In a surface code physical qubits are arranged on a squared lattice; they are divided in two categories (Fig. 1). The data qubits store the quantum information. The measurement qubits, also called stabilizers, are used to perform projective measurements, on the nearest neighbour data qubits. Measurement qubits are divided into Z and X types, they are used to perform respectively measurements of the Pauli operators \(\sigma _x\) or \(\sigma _z\) [9]. To simplify the notation in the rest of this work \(\sigma _x\) and \(\sigma _z\) Pauli operators will be called X and Z operators. As all the stabilizers commute, after a measurement cycle the system collapses into an eigenstate of all the stabilizers [10, 11].

Fig. 1
figure 1

Schematic representation of a surface code. Data qubits are represented as circles while X and Z measurement qubits are represented as squares. Each qubit is connected with its nearest neighbours

A surface code contains the logical information of a qubit. The logical state can be modified with logical operators. An operator of this kind has to preserve all the eigenvalues of the stabilizers [12]. On each border of a surface code there are only X measurement qubits or Z measurement qubits, these borders are called X sides or Z sides of the surface code respectively. Every chain of single qubit X operators, that connect the X sides, works as an X logical operator. This is also true, in the case of Z logical operators, for chains of Z single qubit operators that connect the Z sides. The minimum number of single qubit operators, necessary to change the logical state, is equal to the number of data qubits on a side of the lattice, this important value is called the distance of the code (d) [6]. Figure 2 shows some examples of logical operators in a \(d=5\) surface code.

Fig. 2
figure 2

Examples of logical operators in a \(d=5\) surface code. Z and X logical operators are composed of chains of single qubit Z or X operators connecting the Z or X sides respectively

2.1 Errors

Unlike the classical bit, where only bit flip errors may appear, for a qubit there is a continuous set of possible errors. However, after a measurement cycle, the state of the qubits collapses into a discrete set of possible errors [2,3,4]. There are three main kind of errors that appear on a surface code.

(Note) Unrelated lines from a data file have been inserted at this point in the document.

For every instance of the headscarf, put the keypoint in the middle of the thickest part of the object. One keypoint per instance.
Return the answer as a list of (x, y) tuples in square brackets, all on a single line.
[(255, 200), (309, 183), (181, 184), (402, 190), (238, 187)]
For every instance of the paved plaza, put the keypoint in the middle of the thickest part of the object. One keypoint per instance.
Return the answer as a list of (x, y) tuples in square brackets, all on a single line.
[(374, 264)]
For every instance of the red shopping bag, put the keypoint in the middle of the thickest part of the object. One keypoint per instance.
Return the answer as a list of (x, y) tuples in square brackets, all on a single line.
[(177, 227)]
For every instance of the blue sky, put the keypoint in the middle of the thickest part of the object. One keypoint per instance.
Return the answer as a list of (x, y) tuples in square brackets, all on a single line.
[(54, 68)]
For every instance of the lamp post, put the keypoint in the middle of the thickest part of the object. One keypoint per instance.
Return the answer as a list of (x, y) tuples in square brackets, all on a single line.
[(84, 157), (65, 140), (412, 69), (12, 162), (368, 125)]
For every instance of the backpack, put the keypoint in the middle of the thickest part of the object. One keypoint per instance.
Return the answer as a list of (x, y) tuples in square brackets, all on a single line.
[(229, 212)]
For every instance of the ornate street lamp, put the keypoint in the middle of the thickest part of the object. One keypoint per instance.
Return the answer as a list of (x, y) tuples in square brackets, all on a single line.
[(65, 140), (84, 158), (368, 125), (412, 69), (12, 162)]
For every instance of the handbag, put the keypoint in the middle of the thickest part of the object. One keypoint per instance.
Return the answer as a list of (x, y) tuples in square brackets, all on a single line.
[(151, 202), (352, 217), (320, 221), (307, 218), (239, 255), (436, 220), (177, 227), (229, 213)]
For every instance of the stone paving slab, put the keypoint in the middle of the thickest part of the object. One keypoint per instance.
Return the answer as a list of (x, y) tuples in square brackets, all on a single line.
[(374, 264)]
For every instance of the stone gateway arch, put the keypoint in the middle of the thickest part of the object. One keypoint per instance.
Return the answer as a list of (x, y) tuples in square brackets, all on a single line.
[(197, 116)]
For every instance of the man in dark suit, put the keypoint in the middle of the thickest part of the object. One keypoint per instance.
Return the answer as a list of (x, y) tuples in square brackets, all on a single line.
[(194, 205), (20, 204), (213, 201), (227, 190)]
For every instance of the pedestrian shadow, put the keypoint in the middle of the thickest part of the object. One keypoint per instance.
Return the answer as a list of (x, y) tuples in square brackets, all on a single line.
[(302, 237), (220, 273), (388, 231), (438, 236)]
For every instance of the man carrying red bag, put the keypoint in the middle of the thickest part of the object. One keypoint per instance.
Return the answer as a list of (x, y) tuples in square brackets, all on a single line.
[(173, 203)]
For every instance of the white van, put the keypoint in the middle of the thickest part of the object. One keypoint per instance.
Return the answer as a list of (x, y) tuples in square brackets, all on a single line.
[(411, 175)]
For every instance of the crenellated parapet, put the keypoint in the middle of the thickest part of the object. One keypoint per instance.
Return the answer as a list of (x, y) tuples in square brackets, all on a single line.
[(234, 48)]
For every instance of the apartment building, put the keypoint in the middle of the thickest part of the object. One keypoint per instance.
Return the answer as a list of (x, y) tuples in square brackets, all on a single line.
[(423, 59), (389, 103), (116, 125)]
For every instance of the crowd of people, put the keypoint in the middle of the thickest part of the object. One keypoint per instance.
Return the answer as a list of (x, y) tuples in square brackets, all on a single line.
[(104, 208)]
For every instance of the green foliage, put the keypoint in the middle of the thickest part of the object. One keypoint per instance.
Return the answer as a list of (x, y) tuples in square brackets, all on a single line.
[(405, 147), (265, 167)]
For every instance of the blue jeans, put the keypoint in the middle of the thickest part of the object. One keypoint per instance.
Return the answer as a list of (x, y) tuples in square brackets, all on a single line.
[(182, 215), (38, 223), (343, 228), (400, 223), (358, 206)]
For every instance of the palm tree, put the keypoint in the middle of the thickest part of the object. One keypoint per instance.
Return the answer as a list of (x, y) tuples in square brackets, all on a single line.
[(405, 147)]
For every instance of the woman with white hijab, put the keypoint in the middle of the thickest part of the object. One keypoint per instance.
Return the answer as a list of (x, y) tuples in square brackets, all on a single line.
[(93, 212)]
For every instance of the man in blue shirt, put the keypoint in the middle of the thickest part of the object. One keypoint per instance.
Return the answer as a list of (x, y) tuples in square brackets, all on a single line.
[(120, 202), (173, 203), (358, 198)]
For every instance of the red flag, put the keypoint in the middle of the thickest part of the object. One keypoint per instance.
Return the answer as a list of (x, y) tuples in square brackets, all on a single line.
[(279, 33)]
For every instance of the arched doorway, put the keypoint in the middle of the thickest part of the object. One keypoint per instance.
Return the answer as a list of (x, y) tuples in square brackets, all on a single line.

Data qubit errors are the classical bit flip (X errors), phase flip (Z errors) and a combination of both (Y errors). A single error of this type can be easily identified by observing a change of the eigenvalues in the neighbouring stabilizers (Fig 3).

Measurement errors appear when the projective measurement fails. A single error of this type changes just the value of the considered stabilizer.

Gate errors may appear during the measurement process when imperfect Hadamard and C-NOT gates are used. C-NOT gate errors are the most difficult to be identified because they affect two qubits.

Fig. 3
figure 3

Signal error produced by single data qubit errors. The highlighted measurement qubits change their measurement value

It is possible to test different noise models (or error models) by including only some types of the errors previously described and by changing their probability. In this work many simulations of surface codes have been performed to test different code distances, error models and probabilities. For this purpose a specific python library has been employedFootnote 1. The performance of a decoding algorithm can be very sensitive with respect to the considered error model and characteristics of the surface code [13,14,15].

In the depolarising error model only data qubit errors are considered. Given p the error probability, each data qubit is subject to an X, Z, or Y error with equal probability p/3. Perfect measurements and gates are assumed, thus only one measurement cycle is necessary.

In the circuit noise model also the measurement qubits are subject to errors and gates are not assumed perfect. In this case it is better to make more measurement cycles to identify measurement errors.

2.2 Decoding algorithms

In a QECC, the Hilbert space that describes the state of the physical qubits can be decomposed into a logical and an ancillary subspace [16]. After error correction the ancillary state, that increases the redundancy of information, is restored. This is not true for the logical state that may be modified, causing a logical error. The performance of a decoding algorithm can be tested by studying the rate at which logical errors appear, as a function of the single qubit error probability.

The minimum weight perfect matching algorithm (MWPM) restores the ancillary state with the minimum number of corrections [17,18,19]. This decoder is only nearly optimal for bit-flip noise [20] (independent X and Z errors), it represents a standard benchmark for other decoders. When studying the logical error rate with respect to the single qubit error rate a typical behaviour occurs. For low error probabilities, the decoding accuracy increases with the dimension of the code. On the other hand, for high error probabilities, increasing the distance of the code reduces the accuracy of the decoder [6, 14]. The cross-over of these two regimes occurs at the threshold error rate.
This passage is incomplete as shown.